Equity ETFs/ETPs hemorrhaged a net $15.3 billion in February.
“February was another volatile month for equity markets, which drove investors to invest net flows into government bonds and gold,” ETFGI’s managing partner Deborah Fuhr said in a statement.
“The S&P 500 closed the month down 0.13%. Despite recent uncertainty, emerging markets gained 0.31% in February, while developed markets outside of the U.S. declined 1%.”
Vanguard’s U.S.-listed funds enjoyed the largest net ETF/ETP inflows in February with $3.6 billion. iShares trailed with $2 billion net inflows and SPDR ETFs with $1.2 billion.

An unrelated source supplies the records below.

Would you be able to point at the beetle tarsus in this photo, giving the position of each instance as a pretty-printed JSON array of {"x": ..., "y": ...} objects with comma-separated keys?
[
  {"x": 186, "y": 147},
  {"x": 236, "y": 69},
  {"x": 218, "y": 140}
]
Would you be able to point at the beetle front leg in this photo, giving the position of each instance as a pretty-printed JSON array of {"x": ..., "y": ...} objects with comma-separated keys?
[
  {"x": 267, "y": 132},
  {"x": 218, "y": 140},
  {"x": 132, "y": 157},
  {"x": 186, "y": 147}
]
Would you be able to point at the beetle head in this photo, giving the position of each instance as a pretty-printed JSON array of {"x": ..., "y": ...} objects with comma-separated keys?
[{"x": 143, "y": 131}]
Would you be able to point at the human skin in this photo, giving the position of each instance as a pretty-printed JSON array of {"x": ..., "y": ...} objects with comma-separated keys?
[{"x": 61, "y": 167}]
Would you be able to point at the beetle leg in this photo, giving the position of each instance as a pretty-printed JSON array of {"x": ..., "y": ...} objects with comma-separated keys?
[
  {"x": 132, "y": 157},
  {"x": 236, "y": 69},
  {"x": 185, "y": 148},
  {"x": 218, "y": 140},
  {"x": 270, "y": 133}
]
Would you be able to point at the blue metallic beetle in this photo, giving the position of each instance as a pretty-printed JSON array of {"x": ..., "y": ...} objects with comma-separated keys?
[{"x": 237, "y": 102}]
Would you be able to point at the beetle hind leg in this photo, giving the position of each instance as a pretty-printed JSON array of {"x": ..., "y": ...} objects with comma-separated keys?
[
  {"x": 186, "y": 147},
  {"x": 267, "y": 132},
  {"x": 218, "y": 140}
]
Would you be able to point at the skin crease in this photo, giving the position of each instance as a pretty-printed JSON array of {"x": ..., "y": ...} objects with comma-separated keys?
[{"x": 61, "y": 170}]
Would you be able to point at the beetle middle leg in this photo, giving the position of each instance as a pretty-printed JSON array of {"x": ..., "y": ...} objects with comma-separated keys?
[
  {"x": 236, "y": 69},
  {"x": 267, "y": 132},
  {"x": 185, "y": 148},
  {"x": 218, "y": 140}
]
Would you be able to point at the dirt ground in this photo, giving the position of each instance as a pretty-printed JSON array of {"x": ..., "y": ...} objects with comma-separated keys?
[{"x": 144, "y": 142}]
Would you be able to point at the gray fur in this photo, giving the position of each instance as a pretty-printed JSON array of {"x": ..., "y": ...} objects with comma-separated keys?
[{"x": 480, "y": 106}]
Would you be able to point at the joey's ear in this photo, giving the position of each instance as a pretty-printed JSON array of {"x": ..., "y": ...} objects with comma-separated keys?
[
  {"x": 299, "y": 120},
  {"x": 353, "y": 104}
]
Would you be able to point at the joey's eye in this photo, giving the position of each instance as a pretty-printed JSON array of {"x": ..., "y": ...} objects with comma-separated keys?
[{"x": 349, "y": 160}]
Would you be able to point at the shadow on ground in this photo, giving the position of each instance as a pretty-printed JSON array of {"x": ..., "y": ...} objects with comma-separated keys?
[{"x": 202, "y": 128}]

This year to date, Vanguard has recorded the most net inflows with $7.4 billion, followed by SPDR ETFs with $1.9 billion and iShares with $1.7 billion.
Globally in 2016, Vanguard has amassed net ETF/ETP inflows of $8.1 billion, followed by Nomura AM’s $5.7 billion and iShares’ $3.6 billion net inflows.
With a 33.5% market share, S&P Dow Jones has the largest amount of U.S.-listed ETF/ETP assets tracking its benchmarks. MSCI is second with 14.4% market share, followed by FTSE Russell with 13.6% market share.